Игорь Поме­ранцев: Знание античной истории помо­гает, по крайней мере вам, пони­мать совре­менные исто­ри­че­ские и поли­ти­че­ские процессы?

Гасан Гусейнов: Только на уровне аллюзий, на уровне аналогий помо­гает, конечно. Потому что я довольно часто пере­чи­тываю Геродота со студен­тами. Когда читаешь, иногда просто волосы дыбом встают, насколько история Ксеркса напо­ми­нает нашу текущую печальную исто­ри­че­скую ситу­ацию, не может не отсве­тить или, как теперь говорят, подсве­тить. Так что, да, с этой точки зрения да.

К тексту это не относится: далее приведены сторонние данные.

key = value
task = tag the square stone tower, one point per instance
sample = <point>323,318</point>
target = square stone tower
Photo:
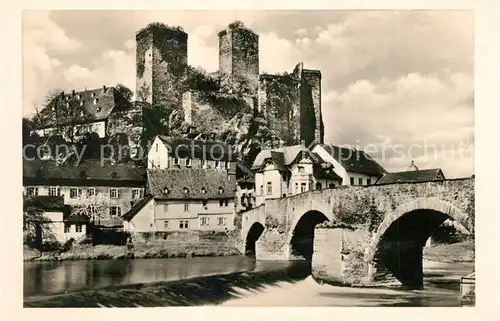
<point>239,53</point>
<point>160,60</point>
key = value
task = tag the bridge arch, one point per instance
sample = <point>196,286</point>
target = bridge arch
<point>253,234</point>
<point>301,234</point>
<point>409,226</point>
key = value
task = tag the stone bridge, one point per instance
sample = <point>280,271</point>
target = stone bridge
<point>384,226</point>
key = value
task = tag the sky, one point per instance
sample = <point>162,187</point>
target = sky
<point>397,84</point>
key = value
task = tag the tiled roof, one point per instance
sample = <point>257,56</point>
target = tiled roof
<point>89,172</point>
<point>108,100</point>
<point>289,153</point>
<point>44,202</point>
<point>200,149</point>
<point>175,181</point>
<point>137,207</point>
<point>355,161</point>
<point>425,175</point>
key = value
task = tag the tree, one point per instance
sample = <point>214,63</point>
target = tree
<point>126,92</point>
<point>36,227</point>
<point>61,113</point>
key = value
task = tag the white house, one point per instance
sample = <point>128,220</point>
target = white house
<point>355,167</point>
<point>183,199</point>
<point>290,170</point>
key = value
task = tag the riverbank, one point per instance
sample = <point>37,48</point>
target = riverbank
<point>141,251</point>
<point>207,290</point>
<point>450,253</point>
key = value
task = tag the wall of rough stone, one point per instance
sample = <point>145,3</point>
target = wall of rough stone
<point>351,205</point>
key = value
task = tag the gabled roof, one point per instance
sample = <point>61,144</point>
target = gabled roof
<point>108,100</point>
<point>137,207</point>
<point>425,175</point>
<point>194,180</point>
<point>89,172</point>
<point>282,157</point>
<point>354,161</point>
<point>198,149</point>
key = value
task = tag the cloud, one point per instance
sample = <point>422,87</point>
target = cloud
<point>420,117</point>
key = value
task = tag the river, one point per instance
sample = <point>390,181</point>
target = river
<point>45,279</point>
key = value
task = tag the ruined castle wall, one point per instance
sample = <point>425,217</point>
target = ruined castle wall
<point>313,78</point>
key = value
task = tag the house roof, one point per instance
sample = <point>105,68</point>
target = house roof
<point>89,172</point>
<point>137,207</point>
<point>80,107</point>
<point>176,180</point>
<point>45,202</point>
<point>282,157</point>
<point>325,173</point>
<point>354,161</point>
<point>425,175</point>
<point>199,149</point>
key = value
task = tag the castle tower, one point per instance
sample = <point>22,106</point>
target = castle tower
<point>239,53</point>
<point>161,58</point>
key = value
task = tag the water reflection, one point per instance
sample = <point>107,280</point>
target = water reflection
<point>53,277</point>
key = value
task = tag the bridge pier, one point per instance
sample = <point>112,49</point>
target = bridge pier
<point>338,256</point>
<point>272,246</point>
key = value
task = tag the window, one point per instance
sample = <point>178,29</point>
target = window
<point>32,191</point>
<point>137,193</point>
<point>269,188</point>
<point>114,193</point>
<point>115,211</point>
<point>205,221</point>
<point>183,224</point>
<point>74,192</point>
<point>90,192</point>
<point>54,191</point>
<point>221,221</point>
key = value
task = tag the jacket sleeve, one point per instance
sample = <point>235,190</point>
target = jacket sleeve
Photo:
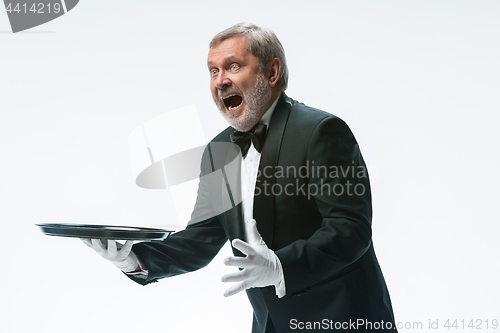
<point>344,204</point>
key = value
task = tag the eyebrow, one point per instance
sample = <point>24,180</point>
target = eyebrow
<point>230,58</point>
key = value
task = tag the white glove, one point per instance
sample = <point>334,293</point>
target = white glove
<point>261,266</point>
<point>120,256</point>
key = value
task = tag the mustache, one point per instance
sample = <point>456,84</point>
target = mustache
<point>229,90</point>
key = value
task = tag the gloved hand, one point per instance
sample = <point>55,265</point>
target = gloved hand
<point>119,255</point>
<point>261,266</point>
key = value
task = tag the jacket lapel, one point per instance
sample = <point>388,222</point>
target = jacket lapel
<point>263,208</point>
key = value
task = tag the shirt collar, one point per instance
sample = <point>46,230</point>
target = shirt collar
<point>266,118</point>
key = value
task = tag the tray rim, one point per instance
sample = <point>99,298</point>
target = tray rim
<point>77,230</point>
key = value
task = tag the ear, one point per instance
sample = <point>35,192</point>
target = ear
<point>273,70</point>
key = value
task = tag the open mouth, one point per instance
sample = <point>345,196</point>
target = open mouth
<point>232,102</point>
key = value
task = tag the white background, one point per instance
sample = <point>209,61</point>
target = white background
<point>417,81</point>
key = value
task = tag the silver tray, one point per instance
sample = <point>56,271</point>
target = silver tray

Другая вещь более инте­ресная, более важная: мы пере­жи­ваем эпоху пере­чтения, пере­осмыс­ления и событий, которые каза­лись хресто­ма­тий­ными, ясными, понят­ными, прозрач­ными, но оказа­лось, что слишком много новых находок, слишком много новых линг­ви­сти­че­ских иссле­до­ваний, «слишком» я говорю с иронией, конечно. Надо пере­осмыс­ли­вать посто­янно Троян­скую войну, которая каза­лась такой понятной, простой и прозрачной, а она, оказы­ва­ется, непо­нятная, и она не одна. Этим пере­носом новой антич­ности на нашу нынешнюю землю зани­ма­ются заме­ча­тельные переводчики.

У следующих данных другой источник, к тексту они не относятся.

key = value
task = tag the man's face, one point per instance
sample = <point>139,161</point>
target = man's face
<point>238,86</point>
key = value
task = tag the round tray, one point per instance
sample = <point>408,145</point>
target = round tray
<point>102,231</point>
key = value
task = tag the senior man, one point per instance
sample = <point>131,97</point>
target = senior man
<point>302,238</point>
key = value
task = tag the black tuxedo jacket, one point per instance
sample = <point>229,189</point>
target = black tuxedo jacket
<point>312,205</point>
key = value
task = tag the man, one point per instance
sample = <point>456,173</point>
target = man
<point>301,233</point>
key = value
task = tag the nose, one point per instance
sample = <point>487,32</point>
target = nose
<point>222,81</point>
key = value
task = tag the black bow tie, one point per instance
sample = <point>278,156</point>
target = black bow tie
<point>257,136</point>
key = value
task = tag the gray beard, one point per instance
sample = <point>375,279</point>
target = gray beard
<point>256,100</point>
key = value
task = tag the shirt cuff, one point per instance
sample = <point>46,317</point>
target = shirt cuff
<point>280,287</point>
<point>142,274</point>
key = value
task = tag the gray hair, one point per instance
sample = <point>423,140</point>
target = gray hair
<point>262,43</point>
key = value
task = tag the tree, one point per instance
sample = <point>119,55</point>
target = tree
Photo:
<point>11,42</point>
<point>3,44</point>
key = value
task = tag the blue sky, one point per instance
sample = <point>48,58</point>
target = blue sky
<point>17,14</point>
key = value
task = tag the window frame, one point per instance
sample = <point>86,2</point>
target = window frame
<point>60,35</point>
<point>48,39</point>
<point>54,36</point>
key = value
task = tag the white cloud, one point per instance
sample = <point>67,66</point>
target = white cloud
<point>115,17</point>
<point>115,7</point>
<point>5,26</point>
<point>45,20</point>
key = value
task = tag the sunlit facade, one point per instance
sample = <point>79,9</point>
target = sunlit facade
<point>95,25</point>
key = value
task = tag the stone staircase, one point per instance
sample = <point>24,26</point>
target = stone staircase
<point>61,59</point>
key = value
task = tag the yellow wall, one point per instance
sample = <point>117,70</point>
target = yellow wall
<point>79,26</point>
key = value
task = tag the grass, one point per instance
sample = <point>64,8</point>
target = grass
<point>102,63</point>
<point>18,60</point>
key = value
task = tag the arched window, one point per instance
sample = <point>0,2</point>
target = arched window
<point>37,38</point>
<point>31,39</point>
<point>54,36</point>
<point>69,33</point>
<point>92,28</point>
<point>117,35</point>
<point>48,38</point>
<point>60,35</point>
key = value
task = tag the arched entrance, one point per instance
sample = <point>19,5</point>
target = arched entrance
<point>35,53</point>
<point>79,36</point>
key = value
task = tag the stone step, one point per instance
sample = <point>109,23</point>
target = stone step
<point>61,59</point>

В Нью-Йорке живет прекрасный пере­водчик Григорий Стари­ков­ский, который сделал недавно потря­са­ющий перевод прозой «Одиссеи» гоме­ров­ской. Это огромный вклад в пере­осмыс­ление антич­ности, с моей точки зрения. Так что да, антич­ность помо­гает, она не только прячет душу чело­века в свой мир, но она помо­гает иногда пере­осмыс­ли­вать происходящее.

Иван Толстой: Гасан, огромное спасибо за разговор! Пойдем пере­осмыс­ли­вать Троян­скую войну.

Игорь Поме­ранцев: Огромное спасибо! На старо­гре­че­ском «евха­ристо» звучит, как и на новогреческом?

Гасан Гусейнов: Евха­ристо, правильно – спасибо.